Timarni is a town and a Nagar panchayat in Harda district in the Indian state of Madhya Pradesh.

Demographics

As of the 2011 Census of India, 22,359 of which 11,562 are males while 10,797 are females. It has an average literacy rate of 73%, higher than the national average of 64%: male literacy is 81%, and female literacy is 64%. In Timarni, 14% of the population is under 6 years of age. The female:male sex ratio is 934:100, greater than the state average of 931:1000.

Education
It has only two colleges on Harda Road and Rahatgaon Road. There is a very famous school Saraswati Shishu mandir and Radhasosami High School is one of the largest schools of Timarni.

Origin of name
It is not confirmed but some people say it came from the Timran River.
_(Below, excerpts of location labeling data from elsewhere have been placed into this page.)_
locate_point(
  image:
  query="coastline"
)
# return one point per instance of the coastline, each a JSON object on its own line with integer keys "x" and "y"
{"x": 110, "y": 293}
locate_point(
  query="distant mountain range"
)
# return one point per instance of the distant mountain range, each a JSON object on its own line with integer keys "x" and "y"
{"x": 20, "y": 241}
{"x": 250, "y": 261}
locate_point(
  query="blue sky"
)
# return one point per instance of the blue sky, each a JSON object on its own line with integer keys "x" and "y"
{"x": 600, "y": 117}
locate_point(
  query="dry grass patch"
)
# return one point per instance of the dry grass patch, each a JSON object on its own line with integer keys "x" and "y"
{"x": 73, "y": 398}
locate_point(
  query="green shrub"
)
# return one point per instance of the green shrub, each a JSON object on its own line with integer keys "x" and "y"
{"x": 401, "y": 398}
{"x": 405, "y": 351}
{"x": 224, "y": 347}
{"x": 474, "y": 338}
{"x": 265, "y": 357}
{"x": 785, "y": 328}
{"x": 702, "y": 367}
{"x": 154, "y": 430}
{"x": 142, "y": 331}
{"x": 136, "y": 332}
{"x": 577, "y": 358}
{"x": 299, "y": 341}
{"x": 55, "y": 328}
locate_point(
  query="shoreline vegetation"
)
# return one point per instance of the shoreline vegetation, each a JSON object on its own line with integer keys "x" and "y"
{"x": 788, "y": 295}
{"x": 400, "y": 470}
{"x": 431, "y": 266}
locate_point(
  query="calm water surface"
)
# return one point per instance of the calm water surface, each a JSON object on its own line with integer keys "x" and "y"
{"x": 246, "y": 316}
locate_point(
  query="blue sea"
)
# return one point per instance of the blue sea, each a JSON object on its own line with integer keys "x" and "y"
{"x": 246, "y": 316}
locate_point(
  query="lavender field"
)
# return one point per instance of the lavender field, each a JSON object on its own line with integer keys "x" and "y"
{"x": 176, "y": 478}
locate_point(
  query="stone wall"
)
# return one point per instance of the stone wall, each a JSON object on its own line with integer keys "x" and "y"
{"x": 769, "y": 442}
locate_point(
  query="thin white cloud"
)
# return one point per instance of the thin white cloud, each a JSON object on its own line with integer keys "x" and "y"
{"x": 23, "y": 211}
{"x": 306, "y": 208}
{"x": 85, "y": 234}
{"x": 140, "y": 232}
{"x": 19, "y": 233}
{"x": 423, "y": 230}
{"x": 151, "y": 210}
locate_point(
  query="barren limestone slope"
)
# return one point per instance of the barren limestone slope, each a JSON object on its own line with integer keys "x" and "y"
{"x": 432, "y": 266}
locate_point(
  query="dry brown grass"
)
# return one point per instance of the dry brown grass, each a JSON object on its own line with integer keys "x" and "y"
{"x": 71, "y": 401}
Also some relate it with timber (wood).

Connectivity

Road
National Highway 47 (earlier NH 59A) passes through Timarni. It is a junction point between Indore and Nagpur and  well connected by road and train from the state capital, Bhopal and which is about 148 km away from it.

Rail
Many major trains halt at Timarni.
Many trains stop here and many goods are  transported from here related to agriculture, wood and vegetables.

The depot of timber is one of the largest depots of wood in the state of Madhya Pradesh. It is also known for huge production of wheat and soybeans. Timarni is also known for its market as it plays a role as an important center for the villages surrounding it.